Makes video board market stagnate for almost a whole year

Feb 16, 2013 08:25 GMT  ·  By

A little over a week ago, we discovered a rumor about Advanced Micro Devices having supposedly delayed the release of its Radeon HD 8000 graphics cards until the fourth quarter. This has now been confirmed.

Advanced Micro Devices believes it currently has the best lineup of graphics processors and adapters on the worldwide market.

Considering the tight competition between its collection and NVIDIA's boards, but the overall lower prices on Radeon adapters, it might have a point.

Still, some may say that this is not a good enough reason to throw the whole tempo of the market out of whack.

And by that we mean that AMD's decision to put off releasing new video cards until the fourth quarter of 2013 will basically make the market stagnate for a whole year.

Then again, NVIDIA doesn't have designs for a video board refresh either. The GeForce Titan, though a powerful board, will have few buyers and will only be sold in limited quantities anyway (the launch will take place on Monday, February 18).

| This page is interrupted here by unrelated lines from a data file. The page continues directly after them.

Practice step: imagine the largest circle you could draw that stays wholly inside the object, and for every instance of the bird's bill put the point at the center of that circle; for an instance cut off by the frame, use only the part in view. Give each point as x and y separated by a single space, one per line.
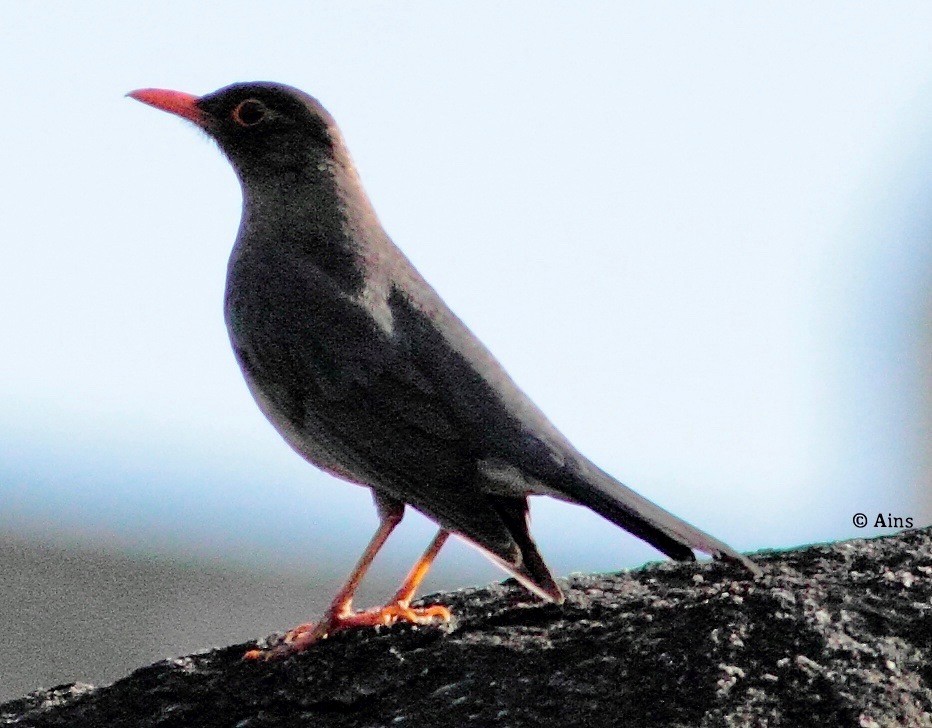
174 102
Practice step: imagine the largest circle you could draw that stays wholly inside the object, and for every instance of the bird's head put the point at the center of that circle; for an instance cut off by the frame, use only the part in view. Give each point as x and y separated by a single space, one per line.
265 129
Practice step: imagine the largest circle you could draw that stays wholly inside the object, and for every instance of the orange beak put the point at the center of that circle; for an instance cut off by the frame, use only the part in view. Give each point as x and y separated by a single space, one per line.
174 102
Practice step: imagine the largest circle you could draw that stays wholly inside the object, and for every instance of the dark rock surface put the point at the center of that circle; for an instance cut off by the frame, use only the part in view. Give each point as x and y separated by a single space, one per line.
833 635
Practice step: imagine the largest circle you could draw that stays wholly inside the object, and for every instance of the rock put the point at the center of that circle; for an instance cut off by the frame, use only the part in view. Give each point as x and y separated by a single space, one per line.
832 635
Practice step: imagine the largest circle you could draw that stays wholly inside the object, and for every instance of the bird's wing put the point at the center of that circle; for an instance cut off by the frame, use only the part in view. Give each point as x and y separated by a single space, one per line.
371 403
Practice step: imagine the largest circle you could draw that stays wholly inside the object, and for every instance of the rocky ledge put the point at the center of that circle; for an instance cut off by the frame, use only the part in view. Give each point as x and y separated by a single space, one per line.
832 635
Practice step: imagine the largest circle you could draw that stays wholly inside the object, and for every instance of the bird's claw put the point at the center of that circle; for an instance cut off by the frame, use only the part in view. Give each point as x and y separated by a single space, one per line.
305 635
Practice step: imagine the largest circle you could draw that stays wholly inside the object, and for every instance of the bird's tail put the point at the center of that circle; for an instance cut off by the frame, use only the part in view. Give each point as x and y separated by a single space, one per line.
592 487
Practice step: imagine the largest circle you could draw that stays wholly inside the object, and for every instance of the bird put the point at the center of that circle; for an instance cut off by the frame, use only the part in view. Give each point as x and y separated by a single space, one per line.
366 373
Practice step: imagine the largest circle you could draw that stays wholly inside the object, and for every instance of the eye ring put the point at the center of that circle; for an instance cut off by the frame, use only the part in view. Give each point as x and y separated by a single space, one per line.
249 112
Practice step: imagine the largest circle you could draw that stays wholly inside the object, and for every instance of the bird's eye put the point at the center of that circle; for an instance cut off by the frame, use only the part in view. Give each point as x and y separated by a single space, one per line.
249 112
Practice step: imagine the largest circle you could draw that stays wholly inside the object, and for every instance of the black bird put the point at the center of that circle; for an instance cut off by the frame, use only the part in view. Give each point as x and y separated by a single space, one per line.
367 374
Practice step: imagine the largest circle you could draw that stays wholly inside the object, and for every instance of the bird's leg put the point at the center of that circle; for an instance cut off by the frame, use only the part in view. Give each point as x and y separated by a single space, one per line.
400 604
339 614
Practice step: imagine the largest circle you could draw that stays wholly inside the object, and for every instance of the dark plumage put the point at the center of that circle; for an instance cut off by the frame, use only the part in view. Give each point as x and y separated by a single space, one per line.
364 370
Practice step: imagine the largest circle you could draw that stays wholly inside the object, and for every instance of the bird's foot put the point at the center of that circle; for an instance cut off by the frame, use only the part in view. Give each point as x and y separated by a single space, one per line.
305 635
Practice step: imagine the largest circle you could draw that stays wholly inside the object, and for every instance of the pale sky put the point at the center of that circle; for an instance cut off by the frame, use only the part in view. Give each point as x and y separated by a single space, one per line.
698 235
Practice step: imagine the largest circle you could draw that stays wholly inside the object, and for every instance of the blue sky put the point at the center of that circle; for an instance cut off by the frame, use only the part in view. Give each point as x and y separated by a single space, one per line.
698 235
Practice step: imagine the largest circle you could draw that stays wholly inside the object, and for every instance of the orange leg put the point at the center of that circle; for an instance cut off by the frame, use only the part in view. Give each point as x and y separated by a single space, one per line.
340 616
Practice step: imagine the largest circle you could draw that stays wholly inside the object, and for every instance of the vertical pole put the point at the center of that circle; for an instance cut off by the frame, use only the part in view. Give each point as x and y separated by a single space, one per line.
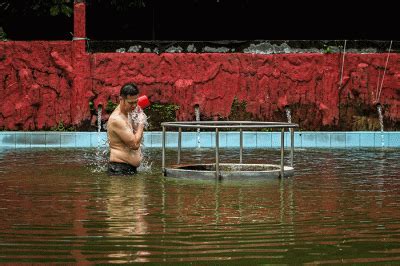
241 145
179 145
282 150
291 146
163 151
217 153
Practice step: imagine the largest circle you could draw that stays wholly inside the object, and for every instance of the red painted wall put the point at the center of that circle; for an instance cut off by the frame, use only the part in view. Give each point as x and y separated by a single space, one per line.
45 83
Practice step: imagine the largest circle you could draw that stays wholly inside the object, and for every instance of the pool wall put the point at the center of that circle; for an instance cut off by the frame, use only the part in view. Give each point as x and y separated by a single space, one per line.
153 139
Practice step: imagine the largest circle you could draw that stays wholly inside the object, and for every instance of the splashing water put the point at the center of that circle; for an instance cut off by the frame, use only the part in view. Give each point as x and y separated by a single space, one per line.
100 161
139 117
197 113
288 114
379 107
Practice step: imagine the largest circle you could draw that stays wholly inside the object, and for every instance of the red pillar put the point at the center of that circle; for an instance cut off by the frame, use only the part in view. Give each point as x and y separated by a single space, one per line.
81 89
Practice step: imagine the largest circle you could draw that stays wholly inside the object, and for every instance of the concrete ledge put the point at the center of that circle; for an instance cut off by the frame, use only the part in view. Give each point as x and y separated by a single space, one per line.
153 139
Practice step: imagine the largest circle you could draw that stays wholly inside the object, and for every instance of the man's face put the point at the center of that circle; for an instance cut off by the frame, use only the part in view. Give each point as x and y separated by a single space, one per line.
130 102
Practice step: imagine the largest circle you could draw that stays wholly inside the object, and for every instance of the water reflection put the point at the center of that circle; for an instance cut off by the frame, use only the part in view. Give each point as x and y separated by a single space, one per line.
341 206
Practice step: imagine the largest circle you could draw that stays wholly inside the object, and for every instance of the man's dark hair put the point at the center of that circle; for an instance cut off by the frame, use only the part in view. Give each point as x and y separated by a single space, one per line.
129 89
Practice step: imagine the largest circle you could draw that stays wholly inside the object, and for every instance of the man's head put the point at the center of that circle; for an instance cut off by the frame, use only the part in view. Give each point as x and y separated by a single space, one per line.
128 97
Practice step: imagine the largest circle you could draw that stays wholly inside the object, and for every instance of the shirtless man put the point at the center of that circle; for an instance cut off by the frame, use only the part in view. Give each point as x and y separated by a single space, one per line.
124 136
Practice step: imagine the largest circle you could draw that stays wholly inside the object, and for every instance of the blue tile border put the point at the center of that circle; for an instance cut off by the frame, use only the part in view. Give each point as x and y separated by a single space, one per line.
153 139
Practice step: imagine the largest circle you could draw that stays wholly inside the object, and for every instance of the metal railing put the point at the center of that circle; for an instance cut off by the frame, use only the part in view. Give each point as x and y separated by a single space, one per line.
217 125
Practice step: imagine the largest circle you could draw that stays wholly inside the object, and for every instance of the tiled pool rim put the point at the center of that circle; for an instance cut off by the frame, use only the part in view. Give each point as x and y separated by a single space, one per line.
153 139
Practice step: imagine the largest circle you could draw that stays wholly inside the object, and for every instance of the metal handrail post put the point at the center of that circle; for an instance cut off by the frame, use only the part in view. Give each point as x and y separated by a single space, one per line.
282 151
241 145
217 153
179 145
291 146
163 151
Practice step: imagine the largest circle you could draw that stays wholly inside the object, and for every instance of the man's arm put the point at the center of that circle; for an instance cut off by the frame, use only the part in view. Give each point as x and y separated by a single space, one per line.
130 138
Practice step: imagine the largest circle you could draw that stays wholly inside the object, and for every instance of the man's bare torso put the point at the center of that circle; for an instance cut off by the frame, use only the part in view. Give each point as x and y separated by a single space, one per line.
120 151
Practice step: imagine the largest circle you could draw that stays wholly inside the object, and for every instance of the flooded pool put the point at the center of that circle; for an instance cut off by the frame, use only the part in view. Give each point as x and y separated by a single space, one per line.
341 206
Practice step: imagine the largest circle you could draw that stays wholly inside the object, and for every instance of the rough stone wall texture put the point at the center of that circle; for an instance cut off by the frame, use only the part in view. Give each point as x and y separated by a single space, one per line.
43 84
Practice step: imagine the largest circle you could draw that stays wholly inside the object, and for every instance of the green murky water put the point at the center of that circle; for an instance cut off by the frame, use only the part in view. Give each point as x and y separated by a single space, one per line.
342 206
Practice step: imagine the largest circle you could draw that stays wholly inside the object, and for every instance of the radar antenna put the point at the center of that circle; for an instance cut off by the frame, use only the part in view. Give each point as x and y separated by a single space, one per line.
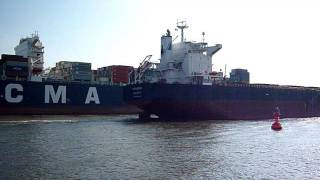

In any case, in 2013 Advanced Micro Devices will stick to the Radeon HD 7000 and 7000M graphics series.

“The Radeon HD 7000-series graphics series will remain stable for the remainder of the year,” said Chris Hook, a spokesman for the company.

On the bright side, the graphics division of the Sunnyvale, California-based company will not go completely AWOL.

While no new 8000 series cards will come out in the near future, there will still be a new version of the Pitcairn GPU for the Radeon HD 7800 and possibly 7700 adapters. As for the mobile market, the Oland chip will be rebranded as Radeon HD 8000M and sold with various stream processor amounts.

The plans for Q4 have not been detailed, but it can be assumed that AMD will try to have something ready to respond to GeForce Titan, something other than the dual-GPU Radeon HD 7990.